In every release of SQL Server have been bugs that cause corruption. That's just a part of running a large, complex software system with many millions of lines of code. If you see a corruption message, I would do a Bing or Google search on the message text to see if anything turns up in a Knowledge Base article. If so, you may have found the root cause and need to install the latest Service Pack or Cumulative Update.
I described memory problems in the previous article so I won't repeat myself here. I would run memory diagnostics from the BIOS of the server to check for bad memory chips, and I'd look to see if the SQL Server error log reports any 832 errors. If there are no memory chip problems, but the memory-related corruption problems persist, then you will likely need to involve Product Support to help diagnose the issue; if the problem is a faulty driver, it may be very hard to track down on your own.
I/O subsystems are by far the largest causers of corruptions, accounting for more than 99.9% of all corruptions I've seen (and I've seen many thousands of cases). The "I/O subsystem" includes all the disks, RAID controllers, SAN controllers, HBAs, and the network (if applicable) hardware, drivers, firmware, and cabling, plus file-system filter drivers. That's a lot of potential for software bugs and faulty electronics.

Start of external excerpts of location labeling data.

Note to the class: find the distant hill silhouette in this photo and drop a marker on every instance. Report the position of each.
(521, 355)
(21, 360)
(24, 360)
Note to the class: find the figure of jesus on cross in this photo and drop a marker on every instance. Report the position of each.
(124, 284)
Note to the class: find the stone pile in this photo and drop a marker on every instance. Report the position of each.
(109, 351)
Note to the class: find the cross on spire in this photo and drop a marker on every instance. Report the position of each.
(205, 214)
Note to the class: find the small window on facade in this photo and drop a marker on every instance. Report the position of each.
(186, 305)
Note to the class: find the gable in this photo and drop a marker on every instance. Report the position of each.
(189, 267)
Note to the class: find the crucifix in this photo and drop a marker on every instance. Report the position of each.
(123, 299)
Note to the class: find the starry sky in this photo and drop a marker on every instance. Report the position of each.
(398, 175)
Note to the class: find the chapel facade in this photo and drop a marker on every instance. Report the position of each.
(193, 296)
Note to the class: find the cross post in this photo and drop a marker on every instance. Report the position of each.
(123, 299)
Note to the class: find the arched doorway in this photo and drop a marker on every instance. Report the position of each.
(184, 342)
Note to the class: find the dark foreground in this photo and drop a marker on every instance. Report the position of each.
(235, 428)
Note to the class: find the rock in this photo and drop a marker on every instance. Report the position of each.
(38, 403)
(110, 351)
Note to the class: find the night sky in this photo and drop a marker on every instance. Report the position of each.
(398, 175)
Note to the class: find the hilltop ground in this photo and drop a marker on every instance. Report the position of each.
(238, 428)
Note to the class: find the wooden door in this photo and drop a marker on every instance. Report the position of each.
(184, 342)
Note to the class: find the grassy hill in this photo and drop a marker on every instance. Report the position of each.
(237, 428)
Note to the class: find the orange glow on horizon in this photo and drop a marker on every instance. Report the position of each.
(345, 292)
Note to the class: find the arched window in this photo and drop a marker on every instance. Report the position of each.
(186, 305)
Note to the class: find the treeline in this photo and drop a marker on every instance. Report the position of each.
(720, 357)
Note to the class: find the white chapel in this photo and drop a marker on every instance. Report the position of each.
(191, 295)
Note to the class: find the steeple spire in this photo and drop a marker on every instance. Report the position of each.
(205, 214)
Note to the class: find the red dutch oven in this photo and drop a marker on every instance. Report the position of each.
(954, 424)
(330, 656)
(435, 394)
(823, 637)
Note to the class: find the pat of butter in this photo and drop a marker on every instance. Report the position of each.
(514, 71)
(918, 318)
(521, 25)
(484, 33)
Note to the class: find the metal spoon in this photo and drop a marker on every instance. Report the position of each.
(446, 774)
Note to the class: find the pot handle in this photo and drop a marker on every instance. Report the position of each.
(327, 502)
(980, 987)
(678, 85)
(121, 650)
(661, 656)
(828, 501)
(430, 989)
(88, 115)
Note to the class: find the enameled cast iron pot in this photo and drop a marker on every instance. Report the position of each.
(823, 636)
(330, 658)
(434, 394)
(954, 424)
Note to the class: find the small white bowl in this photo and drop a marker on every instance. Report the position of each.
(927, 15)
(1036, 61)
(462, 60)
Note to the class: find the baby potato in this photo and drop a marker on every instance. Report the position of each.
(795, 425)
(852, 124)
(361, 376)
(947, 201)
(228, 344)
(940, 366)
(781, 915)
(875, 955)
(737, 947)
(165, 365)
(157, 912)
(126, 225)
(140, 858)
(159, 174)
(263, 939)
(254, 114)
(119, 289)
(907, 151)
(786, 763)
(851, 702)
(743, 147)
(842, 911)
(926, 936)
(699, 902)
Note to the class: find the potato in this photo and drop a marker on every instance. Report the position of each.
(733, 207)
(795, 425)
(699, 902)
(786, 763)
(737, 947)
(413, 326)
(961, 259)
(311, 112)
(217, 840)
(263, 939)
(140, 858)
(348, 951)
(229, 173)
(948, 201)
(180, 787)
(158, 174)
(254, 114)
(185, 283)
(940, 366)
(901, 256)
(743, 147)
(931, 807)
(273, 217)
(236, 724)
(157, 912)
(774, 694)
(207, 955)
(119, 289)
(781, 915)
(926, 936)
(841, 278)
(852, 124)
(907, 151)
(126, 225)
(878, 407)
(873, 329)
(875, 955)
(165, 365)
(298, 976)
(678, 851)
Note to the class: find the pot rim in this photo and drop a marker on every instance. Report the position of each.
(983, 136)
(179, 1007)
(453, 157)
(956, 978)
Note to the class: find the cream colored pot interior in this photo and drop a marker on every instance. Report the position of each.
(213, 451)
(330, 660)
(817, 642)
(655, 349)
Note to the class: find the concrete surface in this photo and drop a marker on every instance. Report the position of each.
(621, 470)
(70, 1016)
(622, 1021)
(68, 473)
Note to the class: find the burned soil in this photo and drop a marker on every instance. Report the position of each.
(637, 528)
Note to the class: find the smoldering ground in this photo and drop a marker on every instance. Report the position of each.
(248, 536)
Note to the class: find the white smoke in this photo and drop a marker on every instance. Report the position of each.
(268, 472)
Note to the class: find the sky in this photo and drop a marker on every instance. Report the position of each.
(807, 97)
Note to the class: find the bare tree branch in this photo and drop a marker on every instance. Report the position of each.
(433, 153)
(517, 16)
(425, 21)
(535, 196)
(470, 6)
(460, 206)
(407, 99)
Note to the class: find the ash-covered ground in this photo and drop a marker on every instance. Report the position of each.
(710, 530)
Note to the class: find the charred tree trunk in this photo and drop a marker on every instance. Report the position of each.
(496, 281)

In the face of such problems, try the following:
- Look in the SQL Server error log and Windows event logs for I/O subsystem messages
- Run your vendor's I/O subsystem diagnostics
- Check for firmware and driver updates
- Run the free utility SQLIOSim, a Microsoft-provided tool to stress an I/O subsystem and expose any problems. See the second reply to this MSDN forum thread for several useful links.
Whatever the problem is, you need to correct it before it happens again, and corrupts some part of the data that means disaster recovery is even more problematic and takes even longer.
About the worst thing you can do when faced with corruption is turn immediately to the
REPAIR_ALLOW_DATA_LOSS option of
DBCC CHECKDB, and then just continue running your workload. Always take the time to evaluate your options and pick the one that is most appropriate for your business. Ideally, your organization has already devised and documented the appropriate procedures for each database in its disaster recovery handbook.
After recovering from the corruption, figure out why the corruption occurred in the first place and then rectify the problem so the corruption doesn't happen again. There's no excuse for experiencing corruption multiple times from the same source and doing nothing to identify the cause.
I'll end by saying this: if you think that corruption won't happen to you at some point in your career, I think you'll be surprised. Be prepared!